Taxing Away Our Mobile Future

Taxing Away Our Mobile Future


Have you ever taken a look at your cell phone bill and wondered why there were so many taxes applied to your bill? For example, there’s a state tax, local government tax, surcharges, additional fees, etc. I’ve always wondered where all of the money from these taxes were going and how lower-income users were able to afford cell phones as wireless prices and taxes continue to rise.

Recently, the Pew Research Center’s Internet, Science & Tech Project released their report “U.S. Smartphone Use in 2015” which analyzed the use of smartphones in the U.S. particularly among communities of color. The report found that nearly two-thirds of Americans now own a smartphone and 19% of Americans rely on the smartphone for internet access. Along with lower-income users, African Americans and Latinos are around twice as likely as whites to have canceled or cut off their smartphone service and tend to subscribe to relatively low-cost plans covering only themselves as individuals rather than group or family plans. In addition, roughly one-third of African American and Latino smartphone owners experience much higher-than-expected monthly bills, at least on occasion, and about one-in-ten indicate that surprisingly high bills happen to them “frequently.” The fact that lower-income users are already struggling with wireless costs when they are heavily dependent on their cell phones for a wide range of services and content for daily life is disturbing.

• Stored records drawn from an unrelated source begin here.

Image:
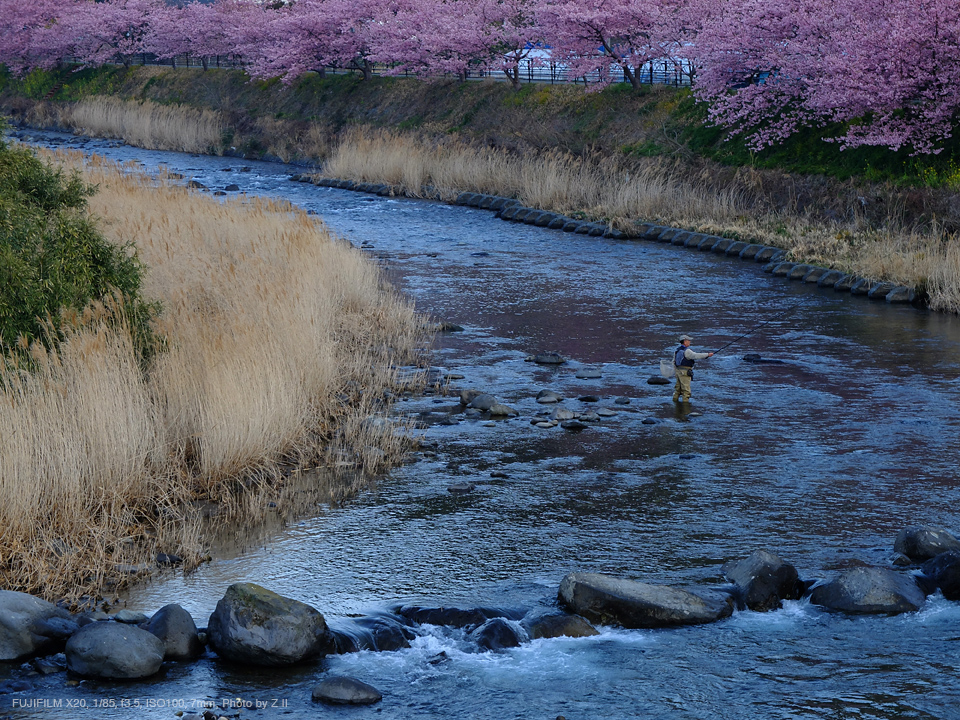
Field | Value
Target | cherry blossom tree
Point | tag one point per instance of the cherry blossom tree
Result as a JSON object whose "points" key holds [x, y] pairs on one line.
{"points": [[888, 68], [612, 37], [31, 34], [103, 32]]}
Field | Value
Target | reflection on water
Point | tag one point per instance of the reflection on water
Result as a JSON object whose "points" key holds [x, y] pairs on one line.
{"points": [[822, 458]]}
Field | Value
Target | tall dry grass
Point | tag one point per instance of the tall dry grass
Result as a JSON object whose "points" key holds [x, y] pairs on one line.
{"points": [[277, 337], [147, 124], [673, 192]]}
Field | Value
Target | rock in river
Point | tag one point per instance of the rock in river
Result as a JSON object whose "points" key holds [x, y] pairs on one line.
{"points": [[29, 625], [178, 632], [869, 591], [763, 580], [346, 691], [114, 650], [610, 600], [922, 542], [496, 634], [944, 571], [547, 397], [558, 624], [257, 626]]}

Various organizations have called on Congress to pass the Internet Tax Freedom Act: legislation to ban Internet access taxes at the state and local levels, prevent states and localities from imposing multiple and discriminatory taxes on Internet commerce, ensure only one state can tax each transaction, and prevent online sales from being taxed at a higher rate than in-person sales. Currently, there is a temporary moratorium on Internet access taxes that has been extended over the years but Congress has yet to pass a permanent fix.

A perfect example of how taxes can cripple wireless adoption and use is being borne out currently by the Pennsylvania legislature, which has introduced a bill (H.B. 911) that would increase the state 911 fee on wireless service by 65%. If passed, there will be an annual $78 million fee increase on wireless consumers and a $114 million fee increase on all telecommunications consumers, adding up to a $570 million fee increase over five years. Similarly, Prince George’s County Executive Rushern Baker has proposed a budget for Maryland residents that include a 50% increase in the county’s Telecommunications tax. The proposed legislation would mean that families would pay an additional $360 per year in wireless taxes, and have a combined wireless tax and fee burden of 26% the cost of their bill, the second highest wireless tax rate of any jurisdiction in the U.S.!

For people of color generally, and members of low-income communities in particular, an increase in wireless taxation of the magnitude contemplated in Pennsylvania and Prince George’s County Maryland could render cell phone or smartphone usage financially impossible for some families. And considering that access to communications and the Internet via mobile devices is typically the only access that some people – especially members of vulnerable communities – have, the idea that our leaders would tax away the benefits of these technologies is untenable.